Arizona’s Senate President filed a lawsuit against Gov. Katie Hobbs on Tuesday, accusing her of circumventing the law by letting her agency heads serve without confirmation by the Senate.
Governors must assign directors to lead state agencies and committees, who then must be approved by the state Senate within a year of their appointment.
Republican lawmakers rejected several of the Democratic governor’s nominees this year and left others waiting without hearings.
Frustrated, Hobbs pulled the nominees in September and announced they would serve under the different title of “executive deputy directors.”
Senate President Warren Petersen (R-Gilbert) argues in his lawsuit that Hobbs is violating the law.
Petersen said multiple times over the past three months that he was trying to work out a solution with Hobbs, but they seemingly could not reach an agreement.
Under past administrations; the director nominee would pass through existing Senate committees. But in the 2023 session, Petersen’s administration created a new committee for the sole purpose of vetting Hobbs’ director nominees — run by Sen. Jake Hoffman (R-Queen Creek), who heavily criticizes Hobbs.

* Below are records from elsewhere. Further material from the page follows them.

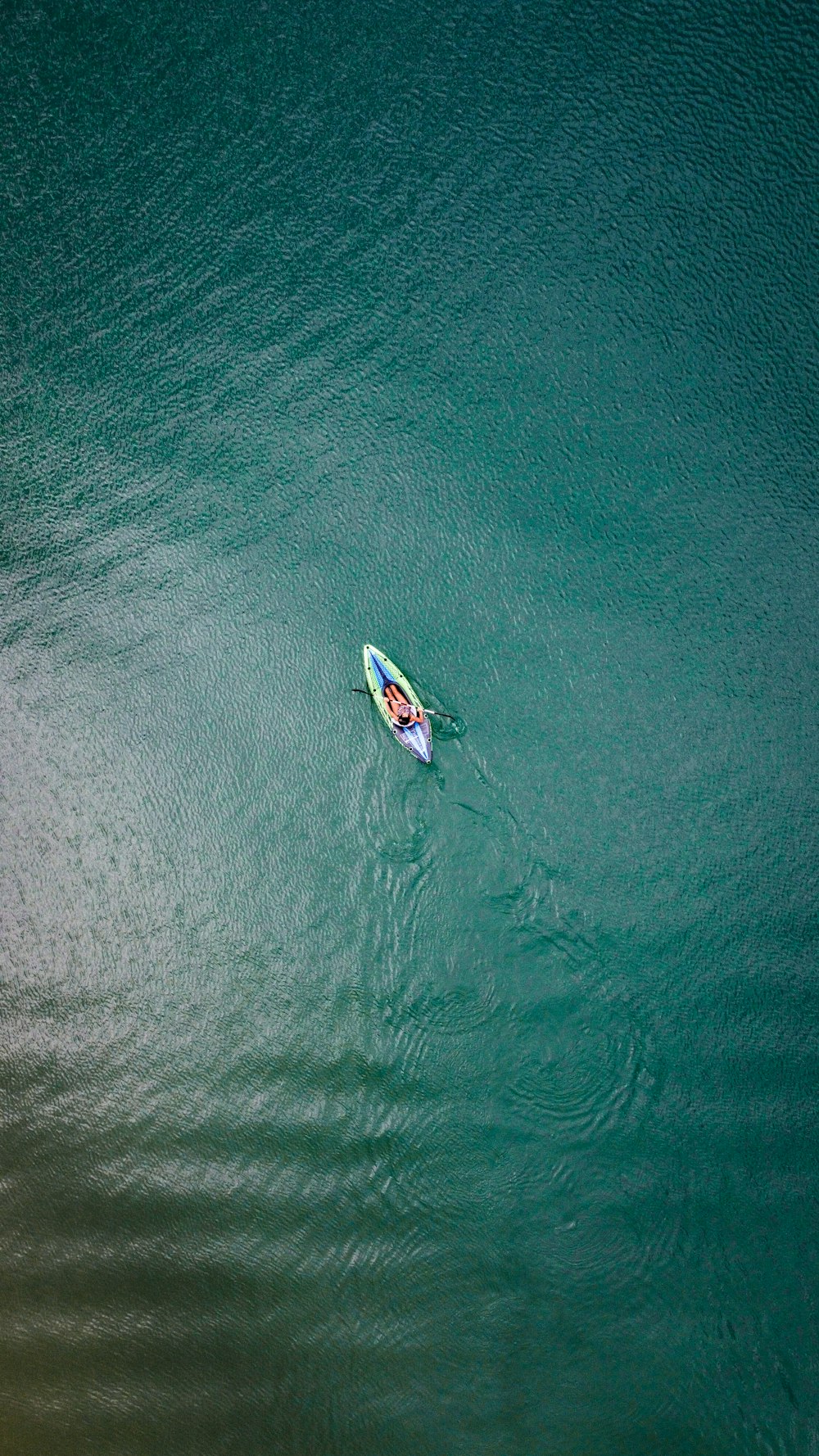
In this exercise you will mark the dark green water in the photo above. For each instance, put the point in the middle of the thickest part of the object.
(351, 1108)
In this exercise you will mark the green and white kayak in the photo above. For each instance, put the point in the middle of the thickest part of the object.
(389, 690)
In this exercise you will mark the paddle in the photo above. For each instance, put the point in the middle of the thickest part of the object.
(432, 712)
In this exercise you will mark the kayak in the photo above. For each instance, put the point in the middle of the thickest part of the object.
(389, 689)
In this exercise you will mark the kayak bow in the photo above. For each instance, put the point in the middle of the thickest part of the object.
(388, 689)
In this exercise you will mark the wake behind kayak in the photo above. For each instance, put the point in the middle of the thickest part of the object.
(398, 703)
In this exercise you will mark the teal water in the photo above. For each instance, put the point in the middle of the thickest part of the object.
(351, 1107)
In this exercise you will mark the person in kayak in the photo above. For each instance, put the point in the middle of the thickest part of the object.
(402, 711)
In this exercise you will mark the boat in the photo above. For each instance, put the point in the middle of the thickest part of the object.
(389, 689)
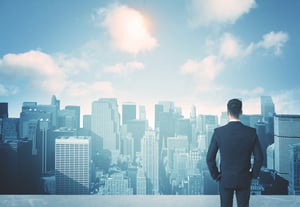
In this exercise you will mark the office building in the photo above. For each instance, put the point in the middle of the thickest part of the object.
(72, 165)
(150, 158)
(195, 184)
(3, 110)
(137, 129)
(76, 110)
(117, 184)
(267, 106)
(294, 173)
(141, 182)
(106, 122)
(10, 128)
(128, 112)
(142, 113)
(87, 121)
(286, 132)
(173, 145)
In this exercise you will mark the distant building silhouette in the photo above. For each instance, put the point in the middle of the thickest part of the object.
(286, 132)
(72, 165)
(150, 160)
(106, 123)
(128, 112)
(294, 173)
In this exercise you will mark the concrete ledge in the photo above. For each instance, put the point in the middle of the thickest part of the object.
(137, 201)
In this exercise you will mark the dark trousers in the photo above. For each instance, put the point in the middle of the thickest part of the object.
(242, 196)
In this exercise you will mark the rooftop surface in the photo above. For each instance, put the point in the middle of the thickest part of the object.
(137, 201)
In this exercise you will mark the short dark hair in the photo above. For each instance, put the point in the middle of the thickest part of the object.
(234, 107)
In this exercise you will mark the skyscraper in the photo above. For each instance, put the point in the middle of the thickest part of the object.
(72, 165)
(3, 110)
(106, 122)
(128, 112)
(294, 174)
(76, 116)
(150, 160)
(286, 132)
(142, 112)
(267, 106)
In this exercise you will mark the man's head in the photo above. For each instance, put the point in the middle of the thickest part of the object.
(234, 108)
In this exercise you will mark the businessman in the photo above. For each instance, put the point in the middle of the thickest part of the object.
(236, 144)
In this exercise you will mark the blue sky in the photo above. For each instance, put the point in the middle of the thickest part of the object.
(191, 52)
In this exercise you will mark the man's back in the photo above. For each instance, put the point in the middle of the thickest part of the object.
(236, 143)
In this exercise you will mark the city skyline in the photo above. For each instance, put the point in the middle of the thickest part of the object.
(190, 52)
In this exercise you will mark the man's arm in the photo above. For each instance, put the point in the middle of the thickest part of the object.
(211, 158)
(258, 158)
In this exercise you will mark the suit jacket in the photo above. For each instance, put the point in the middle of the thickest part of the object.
(236, 143)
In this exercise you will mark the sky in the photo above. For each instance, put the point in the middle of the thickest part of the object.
(193, 52)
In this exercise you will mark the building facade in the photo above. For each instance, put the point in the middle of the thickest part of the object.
(72, 165)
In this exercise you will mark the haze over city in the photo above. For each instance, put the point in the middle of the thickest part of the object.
(94, 93)
(190, 52)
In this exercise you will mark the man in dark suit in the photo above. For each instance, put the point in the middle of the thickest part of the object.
(236, 143)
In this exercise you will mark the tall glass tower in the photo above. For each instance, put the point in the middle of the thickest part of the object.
(150, 160)
(286, 132)
(72, 165)
(128, 112)
(294, 178)
(106, 122)
(267, 106)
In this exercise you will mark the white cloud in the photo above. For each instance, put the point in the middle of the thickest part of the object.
(206, 12)
(124, 68)
(36, 66)
(3, 90)
(204, 72)
(287, 101)
(71, 65)
(230, 48)
(128, 28)
(206, 69)
(83, 89)
(258, 91)
(273, 40)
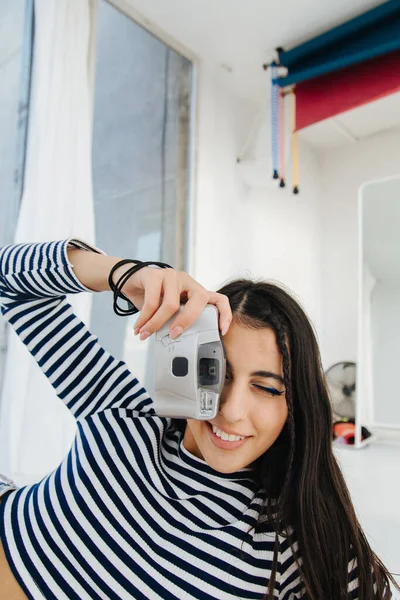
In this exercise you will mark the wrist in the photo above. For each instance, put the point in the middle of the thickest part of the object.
(93, 269)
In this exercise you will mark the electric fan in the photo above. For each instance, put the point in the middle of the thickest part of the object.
(341, 381)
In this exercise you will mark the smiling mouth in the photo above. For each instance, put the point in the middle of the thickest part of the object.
(231, 442)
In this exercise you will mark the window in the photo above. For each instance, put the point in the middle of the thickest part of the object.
(141, 140)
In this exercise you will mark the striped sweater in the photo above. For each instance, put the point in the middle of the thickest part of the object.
(129, 513)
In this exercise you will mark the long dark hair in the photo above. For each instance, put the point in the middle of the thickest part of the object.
(306, 497)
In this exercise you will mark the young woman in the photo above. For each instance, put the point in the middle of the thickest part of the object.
(251, 505)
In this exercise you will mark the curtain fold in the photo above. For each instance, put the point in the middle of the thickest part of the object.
(370, 35)
(35, 428)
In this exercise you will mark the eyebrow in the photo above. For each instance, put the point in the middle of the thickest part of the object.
(266, 374)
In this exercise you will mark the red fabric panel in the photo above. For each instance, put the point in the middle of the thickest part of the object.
(334, 93)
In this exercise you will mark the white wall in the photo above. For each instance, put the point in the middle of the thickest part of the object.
(344, 170)
(266, 233)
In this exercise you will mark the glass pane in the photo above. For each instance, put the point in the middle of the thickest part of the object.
(140, 160)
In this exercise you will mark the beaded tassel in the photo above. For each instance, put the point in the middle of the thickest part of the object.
(274, 119)
(281, 137)
(295, 151)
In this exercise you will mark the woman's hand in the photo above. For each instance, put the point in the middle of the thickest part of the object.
(158, 294)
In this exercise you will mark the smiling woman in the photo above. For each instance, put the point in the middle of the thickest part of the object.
(251, 407)
(250, 505)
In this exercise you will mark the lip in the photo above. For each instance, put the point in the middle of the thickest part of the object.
(224, 444)
(228, 431)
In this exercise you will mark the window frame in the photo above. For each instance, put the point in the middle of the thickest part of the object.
(187, 260)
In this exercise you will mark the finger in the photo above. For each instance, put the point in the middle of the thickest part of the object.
(152, 298)
(193, 308)
(170, 303)
(224, 308)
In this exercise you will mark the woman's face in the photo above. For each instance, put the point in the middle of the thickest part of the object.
(249, 407)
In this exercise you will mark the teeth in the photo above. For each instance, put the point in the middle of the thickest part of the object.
(227, 436)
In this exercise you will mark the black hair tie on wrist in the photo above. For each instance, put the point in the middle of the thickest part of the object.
(116, 288)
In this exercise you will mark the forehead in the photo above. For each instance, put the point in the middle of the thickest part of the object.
(252, 349)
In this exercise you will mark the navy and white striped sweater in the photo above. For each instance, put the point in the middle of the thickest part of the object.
(129, 513)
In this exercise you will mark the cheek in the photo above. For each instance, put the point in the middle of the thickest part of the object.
(271, 418)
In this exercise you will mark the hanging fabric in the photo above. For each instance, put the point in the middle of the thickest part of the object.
(35, 429)
(335, 93)
(370, 35)
(274, 120)
(281, 137)
(295, 151)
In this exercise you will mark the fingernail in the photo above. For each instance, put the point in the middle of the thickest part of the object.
(175, 332)
(225, 329)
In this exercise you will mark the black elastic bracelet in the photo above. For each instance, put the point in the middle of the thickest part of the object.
(116, 288)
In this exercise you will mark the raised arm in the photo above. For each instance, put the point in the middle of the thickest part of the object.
(34, 279)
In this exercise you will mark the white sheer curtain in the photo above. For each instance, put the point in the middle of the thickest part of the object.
(35, 428)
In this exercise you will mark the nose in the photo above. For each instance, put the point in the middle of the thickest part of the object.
(233, 405)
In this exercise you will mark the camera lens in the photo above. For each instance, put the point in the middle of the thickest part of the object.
(208, 371)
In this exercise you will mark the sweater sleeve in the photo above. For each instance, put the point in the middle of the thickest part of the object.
(290, 585)
(34, 279)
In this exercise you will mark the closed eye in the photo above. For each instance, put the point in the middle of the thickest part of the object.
(269, 391)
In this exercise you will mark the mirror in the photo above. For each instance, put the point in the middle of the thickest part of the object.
(379, 305)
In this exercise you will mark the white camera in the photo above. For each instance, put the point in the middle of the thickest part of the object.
(189, 372)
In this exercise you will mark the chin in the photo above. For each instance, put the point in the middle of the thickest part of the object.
(223, 465)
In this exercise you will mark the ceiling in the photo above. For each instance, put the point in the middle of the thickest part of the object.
(241, 35)
(381, 225)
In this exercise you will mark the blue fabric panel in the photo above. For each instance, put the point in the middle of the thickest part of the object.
(367, 44)
(373, 18)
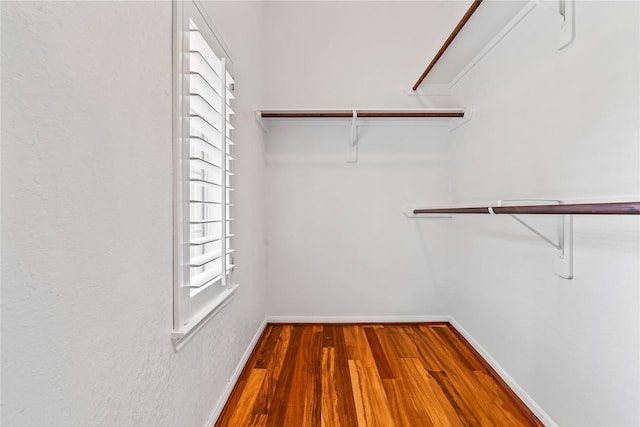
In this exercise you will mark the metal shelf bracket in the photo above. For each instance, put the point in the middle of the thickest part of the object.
(352, 144)
(564, 242)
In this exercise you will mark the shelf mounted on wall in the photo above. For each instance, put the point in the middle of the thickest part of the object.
(354, 115)
(481, 28)
(563, 244)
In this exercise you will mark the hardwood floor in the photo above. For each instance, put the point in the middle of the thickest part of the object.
(370, 375)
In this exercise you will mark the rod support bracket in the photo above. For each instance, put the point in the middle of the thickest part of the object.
(564, 242)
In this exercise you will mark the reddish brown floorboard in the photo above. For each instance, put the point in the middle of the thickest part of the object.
(343, 375)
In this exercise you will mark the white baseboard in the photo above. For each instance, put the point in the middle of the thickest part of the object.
(517, 389)
(234, 378)
(357, 319)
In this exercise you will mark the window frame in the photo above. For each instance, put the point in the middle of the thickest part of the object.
(192, 309)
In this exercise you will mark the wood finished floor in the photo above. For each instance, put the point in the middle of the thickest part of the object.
(385, 375)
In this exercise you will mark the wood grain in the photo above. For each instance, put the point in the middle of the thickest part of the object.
(331, 375)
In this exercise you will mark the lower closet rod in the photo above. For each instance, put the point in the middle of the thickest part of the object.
(618, 208)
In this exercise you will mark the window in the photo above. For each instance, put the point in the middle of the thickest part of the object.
(203, 239)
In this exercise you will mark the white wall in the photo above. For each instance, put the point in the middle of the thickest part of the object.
(344, 54)
(555, 125)
(338, 243)
(86, 219)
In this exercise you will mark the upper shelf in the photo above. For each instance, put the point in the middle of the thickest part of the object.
(480, 29)
(423, 113)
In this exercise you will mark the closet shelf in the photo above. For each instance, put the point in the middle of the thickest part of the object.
(447, 43)
(563, 242)
(618, 208)
(355, 114)
(344, 113)
(481, 28)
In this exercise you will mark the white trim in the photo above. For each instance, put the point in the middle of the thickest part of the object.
(180, 337)
(517, 389)
(358, 319)
(235, 376)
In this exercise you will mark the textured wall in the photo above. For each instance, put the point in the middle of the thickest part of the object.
(555, 125)
(87, 226)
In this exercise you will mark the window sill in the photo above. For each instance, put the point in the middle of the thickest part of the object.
(180, 337)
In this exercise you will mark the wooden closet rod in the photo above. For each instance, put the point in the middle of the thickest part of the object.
(360, 114)
(448, 42)
(622, 208)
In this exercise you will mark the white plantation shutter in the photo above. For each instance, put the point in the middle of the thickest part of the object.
(204, 190)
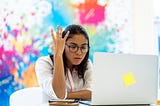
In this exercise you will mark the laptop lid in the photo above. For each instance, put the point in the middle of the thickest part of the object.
(124, 79)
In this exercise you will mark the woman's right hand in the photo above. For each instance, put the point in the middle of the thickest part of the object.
(59, 42)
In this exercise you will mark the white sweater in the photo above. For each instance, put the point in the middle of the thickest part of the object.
(45, 70)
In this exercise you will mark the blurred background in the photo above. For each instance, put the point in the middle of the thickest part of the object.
(25, 35)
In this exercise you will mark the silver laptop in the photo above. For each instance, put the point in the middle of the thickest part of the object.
(124, 79)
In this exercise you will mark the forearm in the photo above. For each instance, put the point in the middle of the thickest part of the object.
(82, 94)
(58, 83)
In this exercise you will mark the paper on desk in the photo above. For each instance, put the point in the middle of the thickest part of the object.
(129, 79)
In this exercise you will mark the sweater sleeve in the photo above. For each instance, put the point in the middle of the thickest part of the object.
(88, 76)
(44, 72)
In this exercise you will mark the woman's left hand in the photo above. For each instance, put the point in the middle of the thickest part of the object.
(59, 42)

In Hoffman’s committee, only a handful of Hobbs’ nominees received favorable recommendations and made it through confirmation of the full Senate.
Hobb’s spokesperson Christian Slater said in a text that the governor is still willing to work with the Senate to come up with a fair confirmation process
“Extremists like Jake Hoffman would rather engage in partisan attacks to push their radical political agenda than work across the aisle to support Veterans, grow jobs and invest in small businesses, and protect Arizona children. Arizonans want sanity, not chaos caused by radical obstructionists,” Slater said.
Her decision to install what are effectively directors as “executive deputy directors” who perform the same duties is not unprecedented. It happened under former Republican Gov. Fife Symington, but it wasn’t challenged in court.
The provision of the law requiring agency directors to get Senate confirmation within a year also hasn’t been strictly adhered to. Directors have served under former governors for longer than that amount of time without Senate approval.
Petersen did not respond to a request for comment.